Step 1: Find the differences Sequence:      3      9      19      33
1st Diff:          6      10      14
2nd Diff:            4        4
Step 2: Use the mini-equations 1) Find a:
$2a = 4 \Rightarrow a = 2$

2) Find b:
$3a + b = 6$
Substitute $a=2$: $3(2) + b = 6$
$6 + b = 6 \Rightarrow b = 0$

3) Find c:
$a + b + c = 3$
Substitute $a=2, b=0$: $2 + 0 + c = 3 \Rightarrow c = 1$
Step 3: Put it all together The format is $an^2 + bn + c$.
$2n^2 + 0n + 1$
Answer: $2n^2 + 1$

10 Practice Questions & Solutions

Try these on paper, showing your steps. Click the question to check your working!

Q1: Find the $n^{th}$ term of the sequence: 7, 11, 15, 19...

1. Difference is $+4$. So it starts with $4n$.
2. The term before 7 would be $7 - 4 = 3$.
Answer: $4n + 3$

Q2: Find the $n^{th}$ term of the sequence: 20, 14, 8, 2...

1. Difference is going DOWN by 6 ($-6$). Starts with $-6n$.
2. Term before 20: $20 - (-6) = 26$.
Answer: $-6n + 26$ (or $26 - 6n$)

Q3: The $n^{th}$ term of a sequence is $5n - 2$. Find the 50th term.

Substitute $n = 50$ into the formula:
$5(50) - 2$
$250 - 2 = 248$
Answer: 248

Q4: Is 88 a term in the sequence $6n + 4$?

Set up the equation: $6n + 4 = 88$
Subtract 4: $6n = 84$
Divide by 6: $n = 14$
Answer: Yes, because 14 is a positive whole number (it is the 14th term).

Q5: Is 45 a term in the sequence $7n - 2$?

Set up the equation: $7n - 2 = 45$
Add 2: $7n = 47$
Divide by 7: $n = 6.71...$
Answer: No, because $n$ is not a whole number.

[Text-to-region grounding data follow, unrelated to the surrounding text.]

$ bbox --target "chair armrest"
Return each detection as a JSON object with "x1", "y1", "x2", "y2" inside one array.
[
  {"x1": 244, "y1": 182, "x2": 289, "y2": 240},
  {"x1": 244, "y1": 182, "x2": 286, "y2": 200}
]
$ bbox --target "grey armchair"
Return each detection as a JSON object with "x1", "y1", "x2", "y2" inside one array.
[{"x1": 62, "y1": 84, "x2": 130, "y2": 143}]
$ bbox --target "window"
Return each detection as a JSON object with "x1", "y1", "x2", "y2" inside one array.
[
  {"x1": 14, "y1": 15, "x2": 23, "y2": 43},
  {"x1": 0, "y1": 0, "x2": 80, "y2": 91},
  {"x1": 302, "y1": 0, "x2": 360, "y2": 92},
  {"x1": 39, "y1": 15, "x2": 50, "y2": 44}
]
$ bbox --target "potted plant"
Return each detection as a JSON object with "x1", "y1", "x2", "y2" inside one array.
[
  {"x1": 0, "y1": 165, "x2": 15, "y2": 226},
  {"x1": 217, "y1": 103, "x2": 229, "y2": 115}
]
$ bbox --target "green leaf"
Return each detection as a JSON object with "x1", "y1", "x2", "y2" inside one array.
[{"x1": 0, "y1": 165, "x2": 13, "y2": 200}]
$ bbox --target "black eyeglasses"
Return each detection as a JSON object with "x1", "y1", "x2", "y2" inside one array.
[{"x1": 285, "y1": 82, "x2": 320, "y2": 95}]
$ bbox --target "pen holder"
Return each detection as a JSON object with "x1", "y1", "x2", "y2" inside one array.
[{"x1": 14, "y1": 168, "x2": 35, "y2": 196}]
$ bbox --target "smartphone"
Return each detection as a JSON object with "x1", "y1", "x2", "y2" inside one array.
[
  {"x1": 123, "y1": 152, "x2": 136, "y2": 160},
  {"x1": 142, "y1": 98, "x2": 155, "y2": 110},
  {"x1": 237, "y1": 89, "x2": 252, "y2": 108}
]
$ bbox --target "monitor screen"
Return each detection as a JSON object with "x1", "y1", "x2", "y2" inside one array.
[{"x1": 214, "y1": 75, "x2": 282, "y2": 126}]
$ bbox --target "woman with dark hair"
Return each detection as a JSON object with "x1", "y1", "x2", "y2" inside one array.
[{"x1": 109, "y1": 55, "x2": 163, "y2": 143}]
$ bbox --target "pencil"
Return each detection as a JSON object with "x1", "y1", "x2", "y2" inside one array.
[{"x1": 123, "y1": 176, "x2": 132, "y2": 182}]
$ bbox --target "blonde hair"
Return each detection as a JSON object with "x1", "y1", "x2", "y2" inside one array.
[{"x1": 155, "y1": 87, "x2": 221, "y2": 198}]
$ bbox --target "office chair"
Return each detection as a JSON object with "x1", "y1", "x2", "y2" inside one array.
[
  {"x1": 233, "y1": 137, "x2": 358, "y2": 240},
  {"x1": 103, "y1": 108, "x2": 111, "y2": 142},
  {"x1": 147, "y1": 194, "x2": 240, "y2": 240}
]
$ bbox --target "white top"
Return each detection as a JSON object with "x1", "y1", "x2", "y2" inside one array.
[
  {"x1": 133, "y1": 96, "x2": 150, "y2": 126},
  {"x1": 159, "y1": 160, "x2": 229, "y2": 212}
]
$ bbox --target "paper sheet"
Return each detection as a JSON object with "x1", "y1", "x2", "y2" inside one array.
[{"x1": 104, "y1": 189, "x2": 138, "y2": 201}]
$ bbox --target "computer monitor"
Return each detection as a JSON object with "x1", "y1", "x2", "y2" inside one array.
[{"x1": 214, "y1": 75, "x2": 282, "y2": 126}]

Q6: Find the $n^{th}$ term for the quadratic sequence: 2, 5, 10, 17...

1st diff: 3, 5, 7
2nd diff: 2

$2a = 2 \Rightarrow a = 1$
$3a + b = 3 \Rightarrow 3(1) + b = 3 \Rightarrow b = 0$
$a + b + c = 2 \Rightarrow 1 + 0 + c = 2 \Rightarrow c = 1$
Answer: $n^2 + 1$

Q7: Find the $n^{th}$ term for the quadratic sequence: 1, 8, 21, 40...

1st diff: 7, 13, 19
2nd diff: 6

$2a = 6 \Rightarrow a = 3$
$3a + b = 7 \Rightarrow 3(3) + b = 7 \Rightarrow 9 + b = 7 \Rightarrow b = -2$
$a + b + c = 1 \Rightarrow 3 + (-2) + c = 1 \Rightarrow 1 + c = 1 \Rightarrow c = 0$
Answer: $3n^2 - 2n$

Q8: Find the $n^{th}$ term for: 4, 15, 32, 55...

1st diff: 11, 17, 23
2nd diff: 6

$2a = 6 \Rightarrow a = 3$
$3a + b = 11 \Rightarrow 9 + b = 11 \Rightarrow b = 2$
$a + b + c = 4 \Rightarrow 3 + 2 + c = 4 \Rightarrow 5 + c = 4 \Rightarrow c = -1$
Answer: $3n^2 + 2n - 1$

Q9: The $n^{th}$ term of a sequence is $n^2 + 4n - 5$. Find the 10th term.

Substitute $n = 10$ into the expression:
$(10)^2 + 4(10) - 5$
$100 + 40 - 5$
$140 - 5 = 135$
Answer: 135

Q10: Challenge! Is 150 a term in the sequence $n^2 + 5$? Prove your answer.

Set up the equation: $n^2 + 5 = 150$
Subtract 5: $n^2 = 145$
Square root both sides: $n = \sqrt{145}$
$\sqrt{145} = 12.041...$
Answer: No. Because 145 is not a perfect square, $n$ is not an integer. Therefore, 150 is not in the sequence.